Charlee stares at him for a moment, unsure of how to answer, but Chris doesn’t give her the opportunity.
“I get that you two had a relationship and it was great. She was your first love. I get that.” He steps toward her and reaches for her hand. “I get that seeing her again is overwhelming and you’re feeling the rush of that, but that’s all it is, Charlee. It’s adrenaline. Nostalgia.” His voice cracks again as he clutches her hand, and Charlee closes her eyes at the sound of it. “It’s temporary.”
“It’s not temporary, Chris.” Charlee pulls her hand from h
is. “I’m sorry, but this isn’t going to pass.”
“We’ve been together ten, almost eleven months, and her name has never even come up. Not once. Don’t you think that means something?” He turns from her, pacing. “And you’ve obviously been fine without her. It’s been five or six years. I don’t know. But you’ve been fine without her, so she can’t be that important. I mean, you still go out. You still have fun. You haven’t fallen apart, Charlee. You have a life. A good life.”
“I know I have a life,” Charlee says. “I’m not saying I can’t live without Alex. I can. I’ve done it for years now, and I did it for years before I met her. I’m saying I don’t want to live without her. I can have a life without her, but it’s not the life I want.”
Charlee runs a hand through her hair, frustrated, unsure of how to make him understand. She glances toward her studio, feels her stomach lurch. After a moment, though, she sighs and motions for Chis to follow her. She grabs her key ring from the hook by the studio door and unlocks the padlock. Opens the door and steps out of the way.
“Go ahead,” she says. “See for yourself.”
Chris stands frozen outside the studio for a moment, his gaze darting back and forth between Charlee and the open door. “You’ve never let me in there before.”
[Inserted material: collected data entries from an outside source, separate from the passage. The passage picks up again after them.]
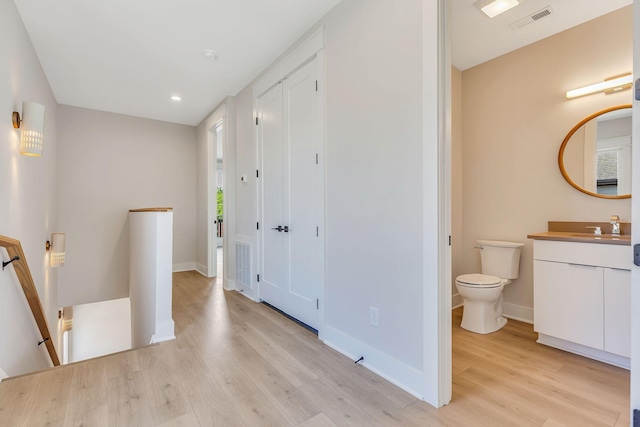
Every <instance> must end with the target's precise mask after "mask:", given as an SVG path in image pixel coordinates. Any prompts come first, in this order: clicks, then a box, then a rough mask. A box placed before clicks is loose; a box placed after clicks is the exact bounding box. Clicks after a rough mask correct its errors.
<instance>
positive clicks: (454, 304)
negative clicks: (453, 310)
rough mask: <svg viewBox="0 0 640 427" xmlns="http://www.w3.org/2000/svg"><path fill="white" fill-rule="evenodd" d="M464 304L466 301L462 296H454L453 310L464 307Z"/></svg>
mask: <svg viewBox="0 0 640 427" xmlns="http://www.w3.org/2000/svg"><path fill="white" fill-rule="evenodd" d="M463 303H464V299H463V298H462V295H460V294H454V295H452V296H451V310H453V309H455V308H458V307H462V306H463Z"/></svg>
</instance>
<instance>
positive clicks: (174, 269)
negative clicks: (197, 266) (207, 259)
mask: <svg viewBox="0 0 640 427" xmlns="http://www.w3.org/2000/svg"><path fill="white" fill-rule="evenodd" d="M195 269H196V263H195V262H180V263H178V264H173V270H172V271H173V272H174V273H178V272H180V271H193V270H195Z"/></svg>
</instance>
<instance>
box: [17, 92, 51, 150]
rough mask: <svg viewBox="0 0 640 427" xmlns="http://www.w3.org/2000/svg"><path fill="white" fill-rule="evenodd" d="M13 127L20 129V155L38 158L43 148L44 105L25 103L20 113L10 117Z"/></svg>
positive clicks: (29, 102) (43, 133)
mask: <svg viewBox="0 0 640 427" xmlns="http://www.w3.org/2000/svg"><path fill="white" fill-rule="evenodd" d="M11 119H12V121H13V127H14V128H16V129H20V154H24V155H25V156H35V157H40V156H41V155H42V147H43V146H44V105H42V104H37V103H35V102H29V101H25V102H23V103H22V119H20V113H18V112H17V111H14V112H13V115H12V116H11Z"/></svg>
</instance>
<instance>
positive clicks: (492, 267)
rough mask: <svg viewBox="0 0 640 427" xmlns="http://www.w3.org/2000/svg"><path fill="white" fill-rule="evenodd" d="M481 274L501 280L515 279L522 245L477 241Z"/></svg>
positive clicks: (481, 240)
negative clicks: (504, 279)
mask: <svg viewBox="0 0 640 427" xmlns="http://www.w3.org/2000/svg"><path fill="white" fill-rule="evenodd" d="M477 243H478V246H479V247H480V262H481V263H482V274H488V275H490V276H498V277H500V278H502V279H517V278H518V273H519V272H520V252H521V251H522V247H523V246H524V243H517V242H502V241H498V240H478V241H477Z"/></svg>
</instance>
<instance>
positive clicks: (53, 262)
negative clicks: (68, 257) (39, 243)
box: [45, 233, 65, 267]
mask: <svg viewBox="0 0 640 427" xmlns="http://www.w3.org/2000/svg"><path fill="white" fill-rule="evenodd" d="M64 246H65V236H64V233H53V234H51V242H49V241H48V240H47V243H45V248H46V250H47V251H51V254H50V255H49V265H50V266H51V267H62V266H63V265H64Z"/></svg>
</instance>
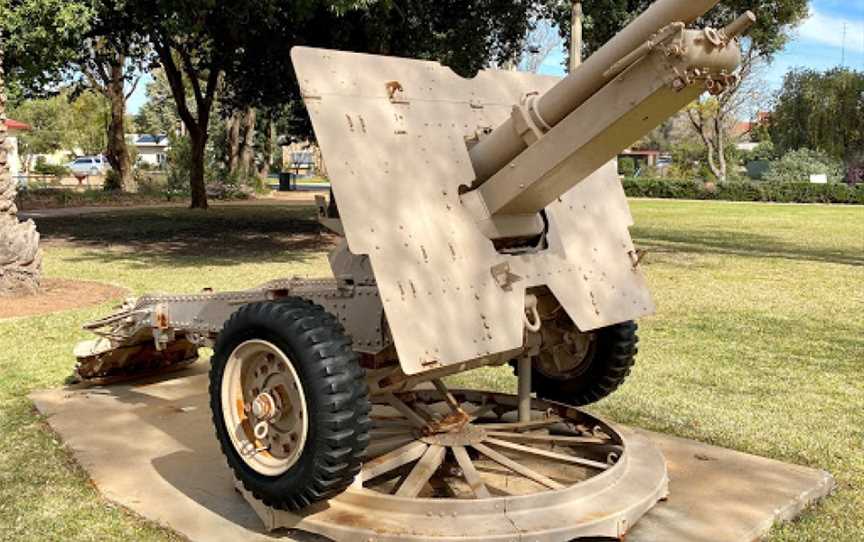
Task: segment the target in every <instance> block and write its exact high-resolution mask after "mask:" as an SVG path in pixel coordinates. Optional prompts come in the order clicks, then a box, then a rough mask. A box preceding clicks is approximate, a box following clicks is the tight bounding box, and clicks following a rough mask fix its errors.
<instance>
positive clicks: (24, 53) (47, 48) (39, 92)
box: [0, 0, 141, 189]
mask: <svg viewBox="0 0 864 542" xmlns="http://www.w3.org/2000/svg"><path fill="white" fill-rule="evenodd" d="M2 1H3V2H4V5H5V8H4V9H5V10H6V13H7V16H6V17H3V20H2V21H0V26H2V27H4V28H6V30H7V34H8V35H9V38H10V39H9V42H8V45H9V46H10V51H9V56H10V60H11V63H10V64H11V66H12V71H11V72H10V73H11V74H12V75H13V78H14V79H15V83H16V84H17V85H19V86H21V87H22V92H23V93H24V95H26V96H34V95H35V96H39V95H45V94H51V93H54V92H56V91H57V89H58V87H59V86H68V84H69V83H70V82H74V84H75V86H76V87H77V92H82V91H87V90H91V91H94V92H96V93H98V94H101V95H102V96H104V97H105V98H106V99H107V100H108V103H109V104H110V108H109V109H108V111H109V116H108V117H107V119H108V122H107V123H106V124H105V125H104V127H103V130H104V131H105V133H106V138H105V139H106V141H105V143H106V145H105V146H103V147H102V148H101V149H98V152H100V153H103V152H104V153H105V155H106V157H107V158H108V162H109V163H110V164H111V166H112V168H113V169H114V170H115V171H116V172H117V173H118V174H119V178H120V180H121V186H122V188H124V189H133V188H134V178H133V175H132V161H131V158H130V154H129V150H128V148H127V146H126V139H125V131H126V130H125V120H126V99H127V98H128V96H129V94H131V90H130V91H128V92H127V91H126V85H127V83H131V86H132V87H133V88H134V84H135V81H137V78H136V77H137V73H138V71H139V68H140V66H138V65H136V64H134V63H132V62H129V61H128V59H129V58H130V57H140V56H141V55H140V54H139V51H137V50H136V48H137V44H138V43H139V41H136V40H131V39H120V38H118V37H117V36H112V39H104V38H102V37H99V36H98V35H94V25H97V24H98V22H99V21H100V20H103V19H105V14H106V13H110V12H112V11H113V10H114V9H115V7H114V6H115V3H114V2H109V1H107V0H106V1H100V0H71V1H68V2H64V1H61V0H16V1H12V0H2ZM34 45H35V48H34V47H32V46H34ZM19 72H20V73H19Z"/></svg>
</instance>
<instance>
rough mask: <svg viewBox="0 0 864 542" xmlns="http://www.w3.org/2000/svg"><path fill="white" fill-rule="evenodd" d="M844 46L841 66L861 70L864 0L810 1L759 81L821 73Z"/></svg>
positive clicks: (551, 55) (556, 60)
mask: <svg viewBox="0 0 864 542" xmlns="http://www.w3.org/2000/svg"><path fill="white" fill-rule="evenodd" d="M756 15H757V16H758V15H759V14H758V13H757V14H756ZM844 25H845V27H846V39H845V42H844V39H843V28H844ZM844 43H845V50H846V55H845V66H846V67H849V68H853V69H856V70H862V71H864V0H845V1H842V0H813V1H811V2H810V16H809V17H808V18H807V20H806V21H804V23H803V24H802V25H801V26H800V27H799V28H797V29H796V30H795V32H794V33H793V36H792V40H791V41H790V43H789V44H788V45H787V46H786V48H785V49H784V50H783V51H782V52H780V53H779V54H777V56H776V57H775V58H774V61H773V63H772V64H771V65H770V66H768V67H767V68H766V72H765V74H764V76H763V78H764V80H765V81H766V83H767V84H768V85H769V86H771V87H772V90H778V89H779V88H780V86H781V85H782V83H783V76H784V75H785V74H786V73H787V72H788V71H789V70H790V69H792V68H797V67H805V68H812V69H815V70H820V71H824V70H827V69H829V68H833V67H835V66H840V65H841V63H842V62H843V50H844ZM563 58H564V51H563V50H562V51H557V52H555V53H554V54H552V55H550V56H549V57H548V58H547V59H546V60H545V61H544V62H543V65H542V66H541V68H540V71H541V72H542V73H546V74H549V75H562V74H563V73H564V70H563V68H562V61H563Z"/></svg>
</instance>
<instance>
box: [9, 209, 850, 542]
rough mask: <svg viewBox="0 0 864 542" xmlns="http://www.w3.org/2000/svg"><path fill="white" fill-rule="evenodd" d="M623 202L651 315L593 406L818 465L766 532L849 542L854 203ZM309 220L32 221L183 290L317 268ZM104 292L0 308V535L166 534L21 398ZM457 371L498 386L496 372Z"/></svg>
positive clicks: (623, 417)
“I know, but you need to see it.”
Chris hesitates only a moment longer before stepping past her into the small studio. A second later, Charlee hears his small intake of breath. She steps in beside him, sees his mouth hanging open as he takes in the room.
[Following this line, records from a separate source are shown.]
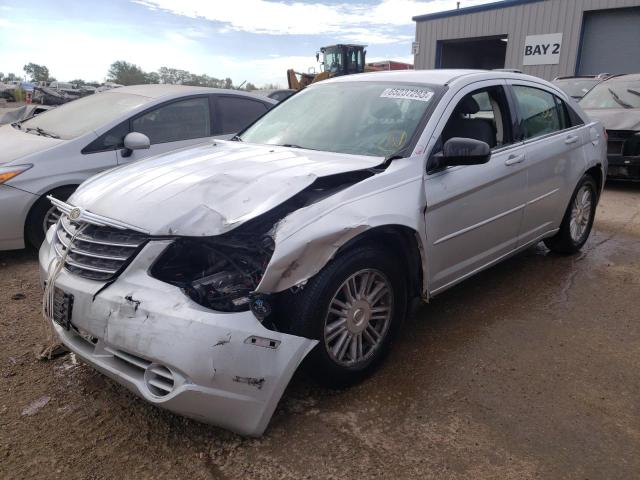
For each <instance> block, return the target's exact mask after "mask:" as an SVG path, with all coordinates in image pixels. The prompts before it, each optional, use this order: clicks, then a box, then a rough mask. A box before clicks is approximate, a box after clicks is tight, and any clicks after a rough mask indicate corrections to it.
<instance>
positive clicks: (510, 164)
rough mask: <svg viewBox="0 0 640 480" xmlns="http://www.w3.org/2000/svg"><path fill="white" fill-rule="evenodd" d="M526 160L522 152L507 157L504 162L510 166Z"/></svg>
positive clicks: (514, 164) (506, 164)
mask: <svg viewBox="0 0 640 480" xmlns="http://www.w3.org/2000/svg"><path fill="white" fill-rule="evenodd" d="M522 162H524V154H520V155H511V156H510V157H509V158H507V159H506V160H505V161H504V164H505V165H506V166H507V167H510V166H511V165H515V164H517V163H522Z"/></svg>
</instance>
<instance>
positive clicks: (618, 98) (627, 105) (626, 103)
mask: <svg viewBox="0 0 640 480" xmlns="http://www.w3.org/2000/svg"><path fill="white" fill-rule="evenodd" d="M607 90H609V93H610V94H611V96H612V97H613V99H614V100H615V101H616V103H617V104H618V105H620V106H621V107H623V108H633V105H629V104H628V103H627V102H625V101H624V100H622V99H621V98H620V97H619V96H618V94H617V93H616V92H614V91H613V90H611V89H610V88H607Z"/></svg>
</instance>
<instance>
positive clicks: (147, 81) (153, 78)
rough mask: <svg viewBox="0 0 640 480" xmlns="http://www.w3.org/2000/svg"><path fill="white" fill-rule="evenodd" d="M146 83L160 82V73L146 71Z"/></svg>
mask: <svg viewBox="0 0 640 480" xmlns="http://www.w3.org/2000/svg"><path fill="white" fill-rule="evenodd" d="M145 83H154V84H155V83H160V75H158V72H149V73H145Z"/></svg>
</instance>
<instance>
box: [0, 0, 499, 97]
mask: <svg viewBox="0 0 640 480" xmlns="http://www.w3.org/2000/svg"><path fill="white" fill-rule="evenodd" d="M492 1H495V0H463V1H461V6H462V7H468V6H473V5H478V4H482V3H490V2H492ZM456 3H457V2H456V1H455V0H454V1H452V0H354V1H348V0H317V1H316V0H296V1H288V0H280V1H275V0H233V1H226V0H208V1H207V0H56V1H55V2H52V1H45V0H41V1H35V0H19V1H18V0H0V72H3V73H5V74H7V73H9V72H13V73H15V74H17V75H20V76H24V72H23V70H22V68H23V66H24V65H26V64H27V63H30V62H33V63H37V64H40V65H45V66H46V67H48V68H49V72H50V75H52V76H53V77H55V78H57V79H58V80H60V81H69V80H74V79H83V80H85V81H98V82H102V81H104V80H105V77H106V75H107V70H108V69H109V65H111V63H113V62H114V61H116V60H125V61H127V62H131V63H135V64H136V65H138V66H140V67H141V68H142V69H143V70H145V71H155V70H158V69H159V68H160V67H163V66H164V67H171V68H179V69H183V70H188V71H190V72H192V73H196V74H207V75H209V76H212V77H216V78H226V77H230V78H231V79H232V80H233V82H234V84H235V85H239V84H240V83H242V82H243V81H248V82H251V83H253V84H255V85H258V86H261V85H264V84H268V83H271V84H277V85H280V86H282V87H284V86H286V70H287V69H288V68H294V69H296V71H305V72H306V71H308V69H309V68H310V67H314V68H315V69H316V71H319V65H318V64H317V63H316V59H315V53H316V52H317V51H318V49H319V48H320V47H321V46H325V45H331V44H334V43H346V42H348V43H359V44H364V45H367V46H368V47H367V61H377V60H388V59H395V60H399V61H404V62H408V63H413V57H412V56H411V43H412V42H413V41H414V37H415V22H413V20H411V18H412V17H413V16H415V15H422V14H426V13H433V12H438V11H443V10H451V9H454V8H456Z"/></svg>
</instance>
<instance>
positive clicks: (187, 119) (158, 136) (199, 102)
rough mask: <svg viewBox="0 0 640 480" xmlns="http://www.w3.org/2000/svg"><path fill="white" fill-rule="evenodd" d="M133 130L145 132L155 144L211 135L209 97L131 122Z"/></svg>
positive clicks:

Canvases of various sizes adorn the walls, the same sad, lovely face staring out from most of them and interspersed between newer, commissioned works and pieces for the gallery. Old photographs and playbills are tacked to a large corkboard mounted over Charlee’s supplies table. Pieces of Charlee’s past have been frozen in time and color: Vinny and Alex laughing together, Cam pointing to her name in the playbill of the university’s spring showcase, Charlee wrapped in Alex’s arms and pressed against Alex’s lips. Mementos are stacked about, placed wherever space is available: old pieces of jewelry, a T-shirt from an Alanis Morissette concert Alex gushed about for weeks, souvenirs from spur-of-the-moment road trips, and sticky notes still sporting the loopy handwriting of her former lover.